The Hoover-Wilbur friendship began in undergraduate days at Stanford University. Mr. Hoover went out into the world to slay the Jabberwock. Dr. Wilbur stayed behind to become president of the university. During the War, Mr. Hoover called Dr. Wilbur to assist him. Now, despite Mr. Hoover's well known intention of truncating the Department to which he has called Dr. Wilbur, the latter's friends vigorously deny that his role is to be that of a particularly docile yes-peg. Suppose, for example, that President Hoover should decide to include a new Department of Education in his reorganization of the Government. How convenient it would be to have the able president of a great university right on hand to take over the work.

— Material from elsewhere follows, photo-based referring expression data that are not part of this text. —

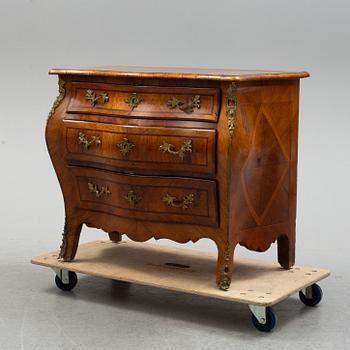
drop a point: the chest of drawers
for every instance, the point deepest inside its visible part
(181, 154)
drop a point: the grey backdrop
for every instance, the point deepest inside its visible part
(37, 35)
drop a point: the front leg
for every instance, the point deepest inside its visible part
(286, 251)
(70, 240)
(115, 236)
(224, 265)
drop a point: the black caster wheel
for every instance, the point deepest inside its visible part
(271, 321)
(317, 295)
(73, 280)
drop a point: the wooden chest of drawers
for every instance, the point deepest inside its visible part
(178, 154)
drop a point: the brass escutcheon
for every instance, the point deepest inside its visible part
(132, 197)
(98, 191)
(172, 201)
(133, 100)
(83, 140)
(93, 98)
(125, 146)
(187, 107)
(185, 147)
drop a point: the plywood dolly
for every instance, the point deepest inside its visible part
(258, 284)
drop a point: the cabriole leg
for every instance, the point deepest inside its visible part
(224, 265)
(115, 236)
(70, 240)
(286, 251)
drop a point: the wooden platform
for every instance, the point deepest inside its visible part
(253, 282)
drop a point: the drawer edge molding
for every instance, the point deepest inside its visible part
(61, 95)
(231, 107)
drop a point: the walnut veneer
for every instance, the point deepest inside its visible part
(180, 154)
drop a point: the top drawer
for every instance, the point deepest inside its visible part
(145, 101)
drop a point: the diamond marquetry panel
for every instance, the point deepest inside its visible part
(264, 179)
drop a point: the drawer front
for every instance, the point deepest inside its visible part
(145, 101)
(150, 198)
(180, 151)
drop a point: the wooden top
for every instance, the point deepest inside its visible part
(191, 271)
(182, 73)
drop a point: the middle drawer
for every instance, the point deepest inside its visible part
(173, 150)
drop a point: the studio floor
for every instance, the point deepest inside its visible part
(105, 314)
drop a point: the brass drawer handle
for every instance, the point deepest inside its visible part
(125, 146)
(187, 107)
(132, 197)
(172, 201)
(99, 191)
(185, 147)
(133, 100)
(93, 98)
(83, 140)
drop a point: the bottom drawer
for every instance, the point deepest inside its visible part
(151, 198)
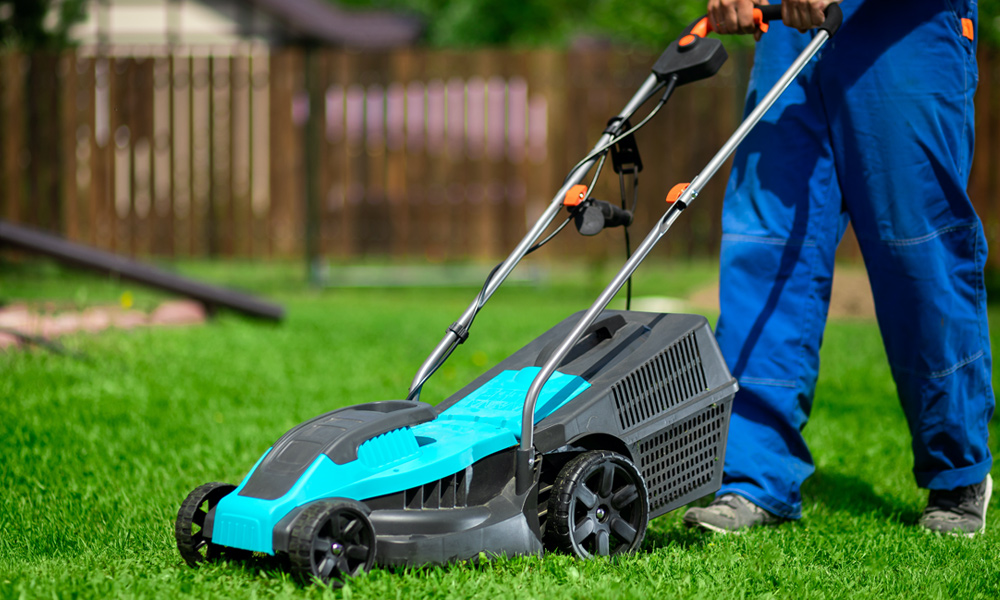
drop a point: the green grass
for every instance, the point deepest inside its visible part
(97, 452)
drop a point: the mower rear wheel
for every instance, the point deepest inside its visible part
(189, 529)
(332, 540)
(598, 506)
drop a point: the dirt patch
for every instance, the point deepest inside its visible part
(851, 297)
(20, 323)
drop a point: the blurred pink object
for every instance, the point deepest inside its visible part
(178, 312)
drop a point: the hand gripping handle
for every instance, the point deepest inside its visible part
(834, 16)
(762, 15)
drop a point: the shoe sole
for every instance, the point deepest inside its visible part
(982, 528)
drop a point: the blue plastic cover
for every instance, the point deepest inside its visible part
(485, 422)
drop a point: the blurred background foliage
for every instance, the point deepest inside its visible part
(32, 25)
(468, 23)
(43, 24)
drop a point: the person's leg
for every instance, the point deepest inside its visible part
(782, 221)
(903, 135)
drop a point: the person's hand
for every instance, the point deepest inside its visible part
(736, 16)
(733, 16)
(804, 14)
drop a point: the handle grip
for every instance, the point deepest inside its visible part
(834, 16)
(762, 16)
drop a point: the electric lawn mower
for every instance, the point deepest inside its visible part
(573, 443)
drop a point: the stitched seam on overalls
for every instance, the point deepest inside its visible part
(945, 372)
(772, 241)
(927, 237)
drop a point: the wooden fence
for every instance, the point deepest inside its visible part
(433, 154)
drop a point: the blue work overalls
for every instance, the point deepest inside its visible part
(878, 130)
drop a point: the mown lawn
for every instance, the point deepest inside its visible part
(98, 448)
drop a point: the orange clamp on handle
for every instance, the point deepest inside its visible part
(575, 195)
(758, 20)
(676, 191)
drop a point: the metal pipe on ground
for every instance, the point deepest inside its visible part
(211, 296)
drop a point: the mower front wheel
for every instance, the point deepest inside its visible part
(599, 506)
(189, 529)
(332, 540)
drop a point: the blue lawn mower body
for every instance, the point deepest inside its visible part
(572, 443)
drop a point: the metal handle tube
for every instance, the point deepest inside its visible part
(451, 339)
(528, 413)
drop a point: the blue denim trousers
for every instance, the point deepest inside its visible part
(877, 131)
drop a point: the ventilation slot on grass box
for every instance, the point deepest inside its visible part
(671, 377)
(684, 458)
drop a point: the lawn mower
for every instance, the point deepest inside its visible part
(573, 443)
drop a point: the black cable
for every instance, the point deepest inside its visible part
(667, 92)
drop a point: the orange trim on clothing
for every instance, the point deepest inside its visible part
(968, 29)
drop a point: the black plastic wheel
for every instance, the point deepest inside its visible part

Secretary of Agriculture. Arthur M. Hyde of Missouri neatly combines the various contentions of warring farm groups. Last spring he was a Lowden man in the belief that the farmer must be immediately saved by bountiful Federal aid. Then he nimbly leaped into the Hoover omnibus by deciding that the notorious equalization fee was no proper method of salvation. Mr. Hoover picked him over his own protest and has set him down to hoe one of the hardest rows in the Administration's patch of current troubles.

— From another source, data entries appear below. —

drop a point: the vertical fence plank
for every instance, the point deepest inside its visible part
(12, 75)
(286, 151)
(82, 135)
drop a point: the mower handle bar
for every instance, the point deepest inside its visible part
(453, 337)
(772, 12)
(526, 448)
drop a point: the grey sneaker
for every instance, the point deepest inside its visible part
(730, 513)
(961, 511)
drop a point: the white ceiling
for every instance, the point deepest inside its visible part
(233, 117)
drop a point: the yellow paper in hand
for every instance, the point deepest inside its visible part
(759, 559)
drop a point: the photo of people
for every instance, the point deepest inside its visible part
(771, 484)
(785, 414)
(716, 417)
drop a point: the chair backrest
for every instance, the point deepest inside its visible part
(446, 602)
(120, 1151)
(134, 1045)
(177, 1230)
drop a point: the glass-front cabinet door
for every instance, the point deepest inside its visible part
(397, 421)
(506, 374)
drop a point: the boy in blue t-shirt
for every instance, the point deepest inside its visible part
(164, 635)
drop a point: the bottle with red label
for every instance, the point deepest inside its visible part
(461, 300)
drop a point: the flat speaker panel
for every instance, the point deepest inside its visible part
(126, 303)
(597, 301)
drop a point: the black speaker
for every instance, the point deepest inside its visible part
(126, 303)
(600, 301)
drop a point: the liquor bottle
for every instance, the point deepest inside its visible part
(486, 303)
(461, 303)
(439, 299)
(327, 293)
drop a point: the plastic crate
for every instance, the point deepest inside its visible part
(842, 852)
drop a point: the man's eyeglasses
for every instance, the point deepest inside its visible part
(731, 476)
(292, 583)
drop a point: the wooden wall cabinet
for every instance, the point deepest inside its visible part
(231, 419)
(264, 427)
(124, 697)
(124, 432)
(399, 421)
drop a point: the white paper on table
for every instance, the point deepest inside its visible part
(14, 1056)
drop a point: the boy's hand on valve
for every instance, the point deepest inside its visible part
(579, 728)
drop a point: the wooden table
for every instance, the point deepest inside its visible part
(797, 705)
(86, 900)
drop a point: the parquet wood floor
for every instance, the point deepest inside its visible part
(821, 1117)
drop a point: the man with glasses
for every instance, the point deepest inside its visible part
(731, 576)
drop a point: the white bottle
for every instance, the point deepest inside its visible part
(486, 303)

In Grundy County, Mr. Hyde has three farms. Yet it was not as a Farmer that he was chosen, but as a Business Man. Born in Princeton, Mo., 51 years ago, he became a lawyer, lived to be the town's mayor, moved away to Trenton, Mo., where he opened an automobile sales agency. He acquired a law office in Kansas City, headed an insurance company, was well along toward prominence.

The rural Missouri voters love their own kind, which explains his election as governor in 1920. So lavishly did he go about getting good country roads and better village schools that in 1922 he was charged with inefficiently increasing Missouri's taxes. Yet his record as an administrator was held up by Mr. Hoover as a reason for his election.

On the stump Mr. Hyde is loud and noisy. Missouri's Senator James A. Reed used to call him "the steam whistle on a fertilizer plant." In the new Administration the voice will be the Secretary of Agriculture but the words will be the President. Mr. Hyde, because his post is politically conspicuous, will have to be a polite Dr. Jekyll to survive.